The angels lifted Enoch onto their wings and carried him upward.
The earth fell away beneath him. The air thinned. And then — the first heaven.
They set him down on the clouds, and he looked around. Above him stretched an endless expanse of ether, shimmering and boundless. Below, an ocean — a great celestial sea, vaster than any body of water on earth. This was not the sea that sailors crossed. This was the sea above the firmament, the primordial water that God had separated from the sky at the beginning of creation.

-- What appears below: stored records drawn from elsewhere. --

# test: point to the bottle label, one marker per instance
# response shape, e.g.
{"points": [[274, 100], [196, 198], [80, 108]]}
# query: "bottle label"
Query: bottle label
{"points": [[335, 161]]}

The angels brought him before the elders and rulers of the stellar orders. Two hundred angels stood in formation — the ones who govern the stars, who maintain the machinery of the heavens. They flew on gleaming wings, circling endlessly around all who sail the celestial expanse.
Then Enoch looked downward and saw the treasure-houses of the snow. Vast storerooms, guarded by terrible angels, holding winter itself in reserve. The clouds that bring storms — he watched them enter and leave these warehouses like servants on errands.
They showed him another treasury: the storehouse of the dew. It gleamed like olive oil, and its fragrance was like every flower the earth has ever produced, all at once. Angels stood guard at its doors, opening and closing them according to the seasons.
This was only the beginning. The first heaven — the lowest rung of the cosmic ladder. The place where weather is manufactured and stars are tended like flocks. Enoch had not yet glimpsed the horrors that waited in the second heaven, nor the paradise that bloomed in the third. He had not yet heard the music of the sun, or felt the heat of God's face.
But the angels were already lifting him higher.